Artam, to miło, że gdzieś tam jednak jesteś i podglądasz, co się u mnie dzieje. Przez rok faktycznie przeszłam metamorfozę, jeśli chodzi o ogród i patrzenie na świat przyrody. Wiele roslin przybyło, a wśród nich jesienią pojawiły się własnie róże. Tego akurat nigdy bym się nie spodziewała. Mówisz, że u ciebie też tak samo? Będę musiała sprawdzić i obejrzeć


Ruda, leci ten mój wątek, bo lubię tu bywać i codziennie zaglądam, wklejając jakieś zdjęcia. Dopóki jest co pokazywać, staram się


Daluniu, dziękuję ci bardzo za miłe slowa dla moich zdjęć. Czasami rzeczywiście chodzę z aparatem po ogródku i staram się podejrzeć "co w trawie piszczy". To zupełnie inne doznania, niż wówczas gdy spoglądamy na całość. Czasem zresztą na zdjęciu sami widzimy coś, czego nie dojrzeliśmy w realu. Kiedyś robiąc zdjęcie swojemu storczykowi, nie dostrzegłam siedzącego na pędzie wełnowca. Dopiero fotka mi to uwidoczniła

A co do palenia liści, to szczerze mówiąc wpadliśmy na ten pomysł chyba dwa lata temu, gdy wokół nas pobudowali się ze wszystkich stron sąsiedzi i nie było już gdzie tych liści wywozić. Zwykłe liście jednak lepiej wyrzucać na kompost. Dębowych nie można


Krysiu, zielony kolor ścian, a także słoneczno żółty i pomarańczowy to był mój pomysł, bo M chciała pomalować wszystko na biało. Ja jednak wolałam, żeby było ciepło i kolorowo. Teraz przyznał mi rację. A kominek to rzecz wspaniała, bo i koszty opału stają się niższe dzięki temu, że można opalać drzewem, które w ogrodzie zawsze się znajdzie. Zwłaszcza na początku zimy i na przedwiośniu, gdy już dzięki temu można wyłączyć kaloryfery.

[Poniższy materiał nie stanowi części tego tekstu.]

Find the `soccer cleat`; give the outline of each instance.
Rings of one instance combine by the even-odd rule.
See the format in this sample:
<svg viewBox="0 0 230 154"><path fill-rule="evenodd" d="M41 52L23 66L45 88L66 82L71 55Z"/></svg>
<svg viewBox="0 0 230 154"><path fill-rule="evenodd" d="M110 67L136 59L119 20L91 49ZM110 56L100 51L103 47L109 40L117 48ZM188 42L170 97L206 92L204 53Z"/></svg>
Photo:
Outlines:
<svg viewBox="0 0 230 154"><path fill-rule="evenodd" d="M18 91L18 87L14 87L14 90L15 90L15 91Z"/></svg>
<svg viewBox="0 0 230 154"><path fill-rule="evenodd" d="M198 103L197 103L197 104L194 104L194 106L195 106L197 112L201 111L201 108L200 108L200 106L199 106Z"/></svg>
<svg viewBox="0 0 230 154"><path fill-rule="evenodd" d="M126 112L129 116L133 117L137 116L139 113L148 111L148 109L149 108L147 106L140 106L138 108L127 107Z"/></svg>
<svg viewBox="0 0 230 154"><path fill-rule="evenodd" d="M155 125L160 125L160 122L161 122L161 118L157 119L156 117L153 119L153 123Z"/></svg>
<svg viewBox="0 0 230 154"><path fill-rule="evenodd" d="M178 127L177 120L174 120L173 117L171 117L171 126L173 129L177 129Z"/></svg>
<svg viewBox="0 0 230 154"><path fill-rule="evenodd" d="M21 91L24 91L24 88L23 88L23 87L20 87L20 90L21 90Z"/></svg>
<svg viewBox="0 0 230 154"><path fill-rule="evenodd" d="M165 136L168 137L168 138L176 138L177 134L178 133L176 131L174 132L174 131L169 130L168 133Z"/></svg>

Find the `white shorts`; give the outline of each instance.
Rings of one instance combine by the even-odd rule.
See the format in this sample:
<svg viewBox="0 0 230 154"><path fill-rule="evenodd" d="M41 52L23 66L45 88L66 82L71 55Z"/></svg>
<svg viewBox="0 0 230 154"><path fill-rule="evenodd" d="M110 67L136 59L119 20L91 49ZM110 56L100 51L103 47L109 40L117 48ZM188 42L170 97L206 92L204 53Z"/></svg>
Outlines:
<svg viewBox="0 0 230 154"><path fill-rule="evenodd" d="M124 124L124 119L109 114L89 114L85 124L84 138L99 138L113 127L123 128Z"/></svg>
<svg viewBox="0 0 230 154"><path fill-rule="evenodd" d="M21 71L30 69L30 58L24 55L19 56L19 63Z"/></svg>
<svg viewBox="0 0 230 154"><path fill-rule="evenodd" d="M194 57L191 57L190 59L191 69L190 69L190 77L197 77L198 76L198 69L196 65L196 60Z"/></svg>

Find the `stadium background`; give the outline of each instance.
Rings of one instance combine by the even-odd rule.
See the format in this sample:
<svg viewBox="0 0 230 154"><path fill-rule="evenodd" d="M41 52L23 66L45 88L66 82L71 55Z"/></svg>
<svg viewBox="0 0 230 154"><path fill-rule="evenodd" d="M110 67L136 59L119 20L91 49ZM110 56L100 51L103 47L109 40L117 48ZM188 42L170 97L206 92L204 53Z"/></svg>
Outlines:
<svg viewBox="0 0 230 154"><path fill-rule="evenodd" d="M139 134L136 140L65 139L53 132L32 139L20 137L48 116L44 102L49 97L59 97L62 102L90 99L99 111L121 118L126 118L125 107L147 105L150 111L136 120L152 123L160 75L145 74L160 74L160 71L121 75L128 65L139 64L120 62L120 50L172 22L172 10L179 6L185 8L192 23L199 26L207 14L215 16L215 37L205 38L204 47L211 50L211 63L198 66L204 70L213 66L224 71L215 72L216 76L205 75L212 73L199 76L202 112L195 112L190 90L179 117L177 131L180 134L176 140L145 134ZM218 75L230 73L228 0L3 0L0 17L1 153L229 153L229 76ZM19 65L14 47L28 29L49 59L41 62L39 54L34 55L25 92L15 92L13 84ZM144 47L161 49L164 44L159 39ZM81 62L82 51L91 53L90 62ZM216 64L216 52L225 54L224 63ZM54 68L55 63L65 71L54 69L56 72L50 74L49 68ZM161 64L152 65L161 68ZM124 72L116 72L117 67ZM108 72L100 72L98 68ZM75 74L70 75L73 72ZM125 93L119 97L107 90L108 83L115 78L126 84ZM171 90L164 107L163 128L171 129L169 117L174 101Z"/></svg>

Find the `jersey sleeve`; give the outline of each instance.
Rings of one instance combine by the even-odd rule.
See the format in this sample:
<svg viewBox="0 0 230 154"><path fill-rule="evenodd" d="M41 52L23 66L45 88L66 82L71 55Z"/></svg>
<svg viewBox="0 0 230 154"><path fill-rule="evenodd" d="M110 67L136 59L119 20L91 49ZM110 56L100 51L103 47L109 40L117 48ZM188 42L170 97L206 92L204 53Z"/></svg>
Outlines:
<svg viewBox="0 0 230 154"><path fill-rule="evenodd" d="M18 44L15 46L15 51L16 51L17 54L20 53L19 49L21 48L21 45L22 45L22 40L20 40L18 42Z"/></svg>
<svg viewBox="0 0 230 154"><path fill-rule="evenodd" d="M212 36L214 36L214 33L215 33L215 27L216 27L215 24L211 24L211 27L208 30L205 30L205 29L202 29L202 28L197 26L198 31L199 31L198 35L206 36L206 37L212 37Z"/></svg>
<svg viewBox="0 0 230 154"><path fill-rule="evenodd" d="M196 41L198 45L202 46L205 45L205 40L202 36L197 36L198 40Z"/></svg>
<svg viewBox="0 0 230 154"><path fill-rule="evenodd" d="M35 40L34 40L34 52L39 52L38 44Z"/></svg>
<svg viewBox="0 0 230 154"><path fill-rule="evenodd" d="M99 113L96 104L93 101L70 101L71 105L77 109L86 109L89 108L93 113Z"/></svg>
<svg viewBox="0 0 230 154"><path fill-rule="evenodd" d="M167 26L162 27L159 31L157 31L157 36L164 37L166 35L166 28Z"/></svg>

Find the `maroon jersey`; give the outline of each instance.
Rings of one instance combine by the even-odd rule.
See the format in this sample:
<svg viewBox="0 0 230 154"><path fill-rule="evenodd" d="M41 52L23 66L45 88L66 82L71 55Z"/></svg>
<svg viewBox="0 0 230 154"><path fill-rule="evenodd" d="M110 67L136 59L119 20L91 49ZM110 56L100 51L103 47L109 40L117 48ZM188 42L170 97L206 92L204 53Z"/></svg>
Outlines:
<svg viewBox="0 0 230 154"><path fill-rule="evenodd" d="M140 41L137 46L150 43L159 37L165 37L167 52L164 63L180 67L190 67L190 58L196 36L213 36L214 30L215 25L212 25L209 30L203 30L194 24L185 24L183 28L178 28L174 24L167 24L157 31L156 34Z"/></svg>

Małgosiu, liście staram się grabić, jak jest sucho i słonecznie. Czekają sobie w workach na tarasie na swoją kolej do palenia. Czasem oczywiście zbieram wilgotne liście, zwłaszcza w godzinach przedpołudniowych, gdy znajduje się na nich nocna rosa. Ale one także dość dobrze się palą, tylko że trzeba je wrzucać dopiero po pewnym czasie, gdy w kominku już się dobrze nagrzeje. TRzeba tylko uważać, bo z tych mokrych leci dużo dymu i czasem też lubi coś trzasnąc, jakaś mała gałązka czy żołędzie.